I then convert the data into matrix
ynn <- model.matrix(~Name , data = trainDF)
mnn <- model.matrix(~ Day+Area +X + Y + Month + Night, data = trainDF)
I then setup tuning the parameters
nnTrControl=trainControl(method = "repeatedcv",number = 3,repeats=5,verboseIter = TRUE, returnData = FALSE, returnResamp = "all", classProbs = TRUE, summaryFunction = multiClassSummary,allowParallel = TRUE)
nnGrid = expand.grid(.size=c(1,4,7),.decay=c(0,0.001,0.1))
model <- train(y=ynn, x=mnn, method='nnet',linout=TRUE, trace = FALSE, trControl = nnTrControl,metric="logLoss", tuneGrid=nnGrid)
However, I get the error Error: nrow(x) == n is not TRUE for the model<-train
I also get a similar error if I use xgboost instead of nnet
Anyone know whats causing this?
y should be a numeric or factor vector containing the outcome for each sample, not a matrix.

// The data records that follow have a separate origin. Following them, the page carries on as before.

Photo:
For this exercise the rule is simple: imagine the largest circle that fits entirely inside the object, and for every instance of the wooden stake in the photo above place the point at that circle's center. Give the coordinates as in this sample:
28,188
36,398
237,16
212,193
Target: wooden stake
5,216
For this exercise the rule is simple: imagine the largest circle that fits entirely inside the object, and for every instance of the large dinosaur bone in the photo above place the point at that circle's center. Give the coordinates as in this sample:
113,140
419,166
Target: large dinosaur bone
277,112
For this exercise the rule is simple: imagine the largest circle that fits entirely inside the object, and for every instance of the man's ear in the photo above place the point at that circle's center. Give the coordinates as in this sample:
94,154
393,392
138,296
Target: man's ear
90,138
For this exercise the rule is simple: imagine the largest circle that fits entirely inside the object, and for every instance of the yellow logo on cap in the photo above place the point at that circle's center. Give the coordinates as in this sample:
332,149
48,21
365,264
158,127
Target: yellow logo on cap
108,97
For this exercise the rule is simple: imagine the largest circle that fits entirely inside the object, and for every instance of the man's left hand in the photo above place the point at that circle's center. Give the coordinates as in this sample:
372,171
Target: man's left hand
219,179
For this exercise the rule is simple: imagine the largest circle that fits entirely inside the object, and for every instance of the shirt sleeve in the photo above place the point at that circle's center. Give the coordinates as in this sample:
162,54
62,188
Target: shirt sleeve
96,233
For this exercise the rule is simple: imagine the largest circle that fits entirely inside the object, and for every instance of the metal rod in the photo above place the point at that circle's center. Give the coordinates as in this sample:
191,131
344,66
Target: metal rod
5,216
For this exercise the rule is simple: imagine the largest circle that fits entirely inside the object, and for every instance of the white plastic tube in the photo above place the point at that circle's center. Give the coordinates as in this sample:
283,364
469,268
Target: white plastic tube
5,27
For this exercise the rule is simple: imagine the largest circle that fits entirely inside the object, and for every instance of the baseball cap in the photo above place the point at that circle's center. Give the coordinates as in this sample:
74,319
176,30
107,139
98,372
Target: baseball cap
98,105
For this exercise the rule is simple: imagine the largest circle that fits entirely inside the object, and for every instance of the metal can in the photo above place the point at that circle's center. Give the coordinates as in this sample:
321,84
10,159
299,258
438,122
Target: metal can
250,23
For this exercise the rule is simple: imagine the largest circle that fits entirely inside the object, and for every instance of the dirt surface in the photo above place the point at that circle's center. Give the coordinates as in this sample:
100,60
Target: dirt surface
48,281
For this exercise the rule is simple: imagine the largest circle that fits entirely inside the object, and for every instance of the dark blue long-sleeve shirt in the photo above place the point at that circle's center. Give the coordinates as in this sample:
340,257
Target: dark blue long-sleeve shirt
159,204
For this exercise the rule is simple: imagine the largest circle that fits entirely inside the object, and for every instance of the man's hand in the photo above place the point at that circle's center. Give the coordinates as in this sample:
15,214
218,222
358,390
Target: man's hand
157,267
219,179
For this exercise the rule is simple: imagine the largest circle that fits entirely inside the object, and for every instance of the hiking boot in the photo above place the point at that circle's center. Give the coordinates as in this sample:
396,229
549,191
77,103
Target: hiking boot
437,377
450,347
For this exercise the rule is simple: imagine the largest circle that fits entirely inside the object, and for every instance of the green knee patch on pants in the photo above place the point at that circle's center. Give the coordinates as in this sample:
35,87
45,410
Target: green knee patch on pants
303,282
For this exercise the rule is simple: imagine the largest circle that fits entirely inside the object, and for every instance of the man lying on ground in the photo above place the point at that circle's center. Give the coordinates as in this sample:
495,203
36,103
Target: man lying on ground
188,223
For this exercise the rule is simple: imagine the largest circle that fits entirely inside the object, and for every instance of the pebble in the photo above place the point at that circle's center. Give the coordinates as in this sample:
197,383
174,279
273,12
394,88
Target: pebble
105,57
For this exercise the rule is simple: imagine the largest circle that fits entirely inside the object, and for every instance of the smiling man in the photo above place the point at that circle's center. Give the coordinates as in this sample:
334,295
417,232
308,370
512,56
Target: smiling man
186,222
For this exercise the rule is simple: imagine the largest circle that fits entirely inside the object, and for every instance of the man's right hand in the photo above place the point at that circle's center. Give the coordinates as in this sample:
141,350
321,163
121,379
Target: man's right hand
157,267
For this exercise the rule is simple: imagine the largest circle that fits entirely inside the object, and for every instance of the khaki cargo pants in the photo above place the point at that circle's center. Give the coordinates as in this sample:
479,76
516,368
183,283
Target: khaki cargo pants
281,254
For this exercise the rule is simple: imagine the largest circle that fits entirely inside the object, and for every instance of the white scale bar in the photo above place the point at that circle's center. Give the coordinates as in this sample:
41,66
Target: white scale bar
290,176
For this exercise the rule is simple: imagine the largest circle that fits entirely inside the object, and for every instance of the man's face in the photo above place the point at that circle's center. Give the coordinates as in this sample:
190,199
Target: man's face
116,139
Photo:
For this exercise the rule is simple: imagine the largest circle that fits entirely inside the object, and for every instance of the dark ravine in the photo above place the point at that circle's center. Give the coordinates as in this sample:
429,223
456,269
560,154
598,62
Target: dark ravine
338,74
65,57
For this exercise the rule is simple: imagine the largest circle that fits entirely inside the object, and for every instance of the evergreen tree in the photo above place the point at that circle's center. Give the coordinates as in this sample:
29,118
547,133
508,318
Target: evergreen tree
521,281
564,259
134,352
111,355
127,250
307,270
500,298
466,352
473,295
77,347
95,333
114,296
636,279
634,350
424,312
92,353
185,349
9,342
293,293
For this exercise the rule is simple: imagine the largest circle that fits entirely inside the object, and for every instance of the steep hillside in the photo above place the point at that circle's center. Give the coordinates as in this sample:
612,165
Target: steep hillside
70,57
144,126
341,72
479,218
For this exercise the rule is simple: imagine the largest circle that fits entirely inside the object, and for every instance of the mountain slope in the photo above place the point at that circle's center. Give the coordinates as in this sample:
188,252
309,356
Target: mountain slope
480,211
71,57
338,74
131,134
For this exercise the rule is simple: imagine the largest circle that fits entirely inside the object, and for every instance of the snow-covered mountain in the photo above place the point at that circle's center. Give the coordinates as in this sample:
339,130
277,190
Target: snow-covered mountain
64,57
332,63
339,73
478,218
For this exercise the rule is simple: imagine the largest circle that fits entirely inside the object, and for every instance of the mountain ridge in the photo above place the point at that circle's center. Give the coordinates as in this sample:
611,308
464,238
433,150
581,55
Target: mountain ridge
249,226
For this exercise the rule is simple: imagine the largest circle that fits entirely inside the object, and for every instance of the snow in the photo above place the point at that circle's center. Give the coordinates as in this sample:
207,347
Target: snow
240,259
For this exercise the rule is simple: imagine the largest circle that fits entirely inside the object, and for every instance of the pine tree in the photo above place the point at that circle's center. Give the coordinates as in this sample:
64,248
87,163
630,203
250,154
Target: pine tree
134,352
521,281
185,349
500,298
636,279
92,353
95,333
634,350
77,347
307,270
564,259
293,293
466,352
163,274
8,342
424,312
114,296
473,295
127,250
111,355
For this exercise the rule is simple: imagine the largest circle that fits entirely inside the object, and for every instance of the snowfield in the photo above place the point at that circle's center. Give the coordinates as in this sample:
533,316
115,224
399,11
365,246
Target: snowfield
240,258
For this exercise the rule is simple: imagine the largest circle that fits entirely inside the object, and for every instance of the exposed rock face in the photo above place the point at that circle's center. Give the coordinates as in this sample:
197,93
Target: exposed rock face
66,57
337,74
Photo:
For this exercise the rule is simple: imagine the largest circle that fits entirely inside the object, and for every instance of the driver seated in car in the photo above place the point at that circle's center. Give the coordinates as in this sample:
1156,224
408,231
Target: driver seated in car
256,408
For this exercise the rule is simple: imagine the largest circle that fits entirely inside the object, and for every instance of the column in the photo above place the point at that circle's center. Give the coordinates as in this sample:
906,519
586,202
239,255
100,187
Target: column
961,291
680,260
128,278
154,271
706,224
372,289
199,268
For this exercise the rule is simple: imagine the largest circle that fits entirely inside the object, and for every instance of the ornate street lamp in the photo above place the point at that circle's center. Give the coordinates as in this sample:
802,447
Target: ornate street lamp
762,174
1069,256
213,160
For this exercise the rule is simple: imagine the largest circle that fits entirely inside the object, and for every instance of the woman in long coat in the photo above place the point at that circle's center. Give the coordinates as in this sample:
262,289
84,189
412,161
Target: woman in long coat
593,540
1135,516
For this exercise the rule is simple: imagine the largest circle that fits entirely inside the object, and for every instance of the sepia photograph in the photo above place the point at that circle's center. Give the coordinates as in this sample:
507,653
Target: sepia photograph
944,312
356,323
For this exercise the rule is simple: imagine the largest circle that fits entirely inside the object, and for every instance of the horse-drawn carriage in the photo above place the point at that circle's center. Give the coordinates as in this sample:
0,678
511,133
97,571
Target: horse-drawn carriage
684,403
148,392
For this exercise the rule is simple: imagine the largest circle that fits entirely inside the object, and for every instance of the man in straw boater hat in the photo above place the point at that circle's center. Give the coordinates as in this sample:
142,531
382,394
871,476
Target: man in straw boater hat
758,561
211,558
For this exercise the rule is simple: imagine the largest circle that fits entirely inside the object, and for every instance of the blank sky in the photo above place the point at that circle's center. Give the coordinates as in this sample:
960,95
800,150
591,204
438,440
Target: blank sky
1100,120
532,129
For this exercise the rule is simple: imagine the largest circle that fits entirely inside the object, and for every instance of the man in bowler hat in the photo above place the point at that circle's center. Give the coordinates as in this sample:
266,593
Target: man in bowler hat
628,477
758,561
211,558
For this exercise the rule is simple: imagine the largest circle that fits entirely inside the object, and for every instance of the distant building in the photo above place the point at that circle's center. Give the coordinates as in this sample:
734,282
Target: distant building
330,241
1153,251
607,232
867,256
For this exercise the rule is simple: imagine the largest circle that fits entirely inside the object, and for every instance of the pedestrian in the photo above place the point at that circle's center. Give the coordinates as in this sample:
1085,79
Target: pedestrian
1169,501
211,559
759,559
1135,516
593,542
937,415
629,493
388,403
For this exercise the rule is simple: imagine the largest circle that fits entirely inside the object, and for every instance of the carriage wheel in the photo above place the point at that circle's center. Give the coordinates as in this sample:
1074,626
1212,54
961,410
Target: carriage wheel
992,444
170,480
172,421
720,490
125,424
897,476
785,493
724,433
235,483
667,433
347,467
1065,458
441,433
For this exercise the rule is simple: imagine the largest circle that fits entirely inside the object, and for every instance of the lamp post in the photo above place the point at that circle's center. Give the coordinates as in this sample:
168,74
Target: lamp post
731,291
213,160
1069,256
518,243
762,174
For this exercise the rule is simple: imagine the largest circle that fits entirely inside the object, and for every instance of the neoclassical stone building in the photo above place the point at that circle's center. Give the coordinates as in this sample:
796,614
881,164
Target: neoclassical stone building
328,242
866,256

Using
train(y = make.names(trainDF$Name), ...)
helps, where make.names modifies values so that they could be valid variable names.
Even though in the help file of train said either maxtrix or data frame would be expected, but you can try to convert the matrix to a data frame:
model <- train(y=ynn, x=as.data.frame(mnn), method='nnet',linout=TRUE, trace = FALSE, trControl = nnTrControl,metric="logLoss", tuneGrid=nnGrid)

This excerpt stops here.